And now, Chris Brown, harmless little ‘old Drake from Canada is snuffing you and running your proverbial jewels. I can say that I’m surprised, but I can’t say I feel sorry for you. Drake, my man: although your music isn’t for me I believe you have heart and passion and you’re apparently nice with your hands. I don’t have beef with you. I am happy for your success.
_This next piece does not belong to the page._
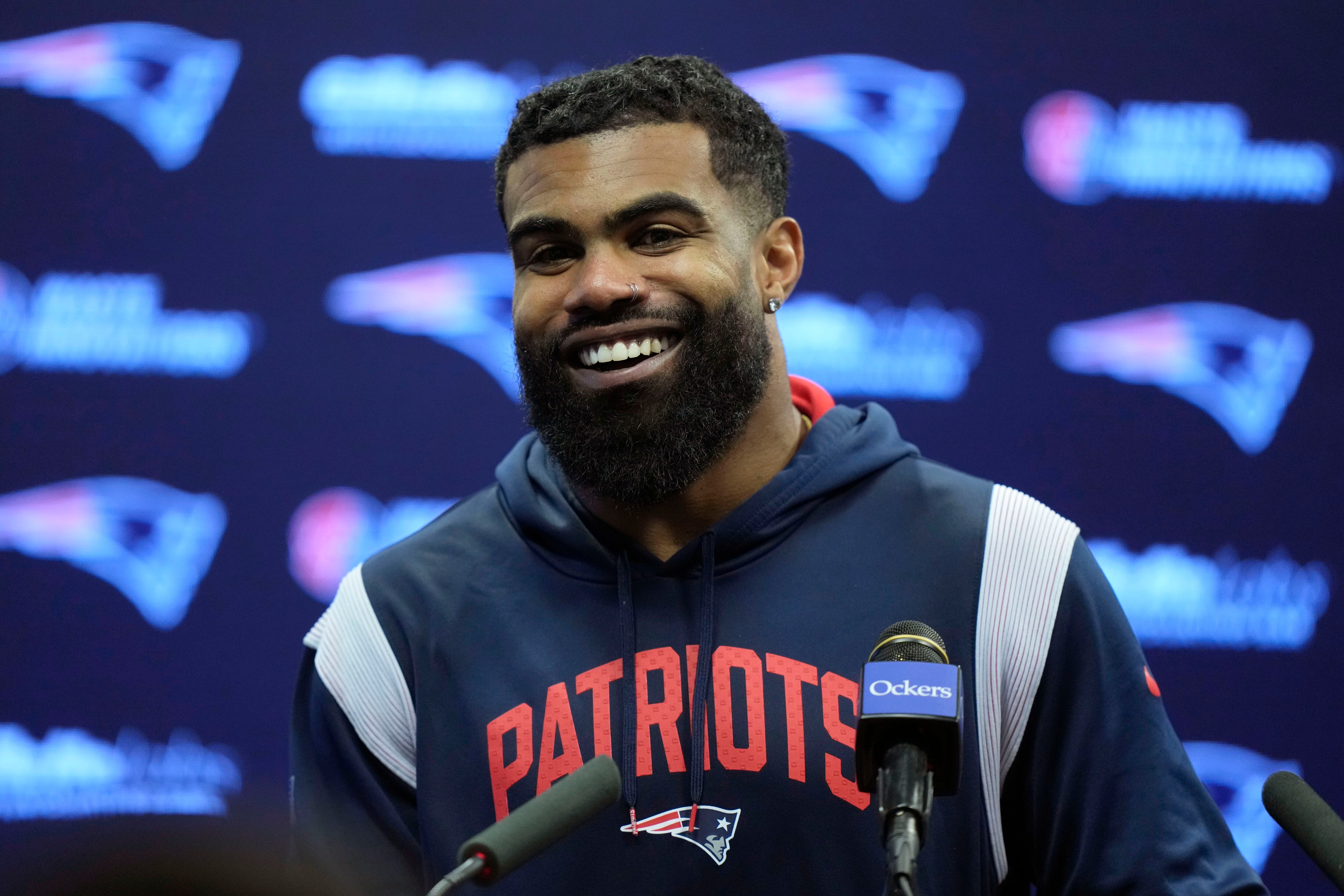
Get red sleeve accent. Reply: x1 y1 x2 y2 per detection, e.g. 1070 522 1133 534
1144 666 1163 697
789 373 836 423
You work hard and deserve what you’ve got and I believe that, if you made some real dumbass mistake like biting a bitch like a Puerto Rican-owned pitbull in heat, you’d probably say I’m sorry and try to make things right (although that whole rollin’ up on the tattoo artist who tatted your name on some crazy chick’s forehead thing was mad nervous, son).
Rihanna—you’re not innocent here. Your beauty is driving these lightskinded ninjas CRAZY! You need to figure out how you’re gonna roll. If you’re gonna roll with a dude who likes to bite and scratch you like a Puerto Rican-owned pitbull in heat, so be it. Own it. Doesn’t necessarily send the best message to young women and girls, but hey, YOLO! I will say that Drake seems like a stand up dude, and a Queen of your stature needs a brother who is nice with his hands who can hold you down like Ice T holds down Coco. I know women like to feel safe on some animal instincts type stuff, and if Chris Brown continues his wilding spree that wildlife will put his heifer-ass out to pasture.
Hey Drake: YOLO. YOU, my friend, are about that life.
What if Biz punched MC Shan behind having feelings for Roxanne Shante?
Nah. Hip hop was too real back n tha days. Shan woulda just stepped aside.
Wait: it turns out that Chris Browm got buss in the head with a bottle–which seems closer to what I’d expect from Drake. Regardless, Drake has my respect. Really bold of you to pop and throw bottles, my G. That’s how Evelyn from Basketball Wives gets down (watch out now Ocho Cinco). Here’s what Brown had to say about the incident on Twitter:
“How u party wit a rich nigga that hate? Lol….Throwing bottles like girls? #shameonya! Niggas is pussy. Bottles? It’s nothing! Lol And I’m the singer? Niggas hiding in the bathroom bitch ass niggas! Ok! Niggas stand behind security!!!! Ok! U don’t pay them enough! Niggas throwing bottles! Y’all niggaz weak!”
Chris Brown, you sound like a highschooler who happens to be in a special class. Were you in a special class back in highschool, Chris Brown? No judgments, though. Some of us need additional help and many of us rise up out of the special classes. “LOL And I’m the singer?” LOL.
Where is Ralph Tresvant when you need him?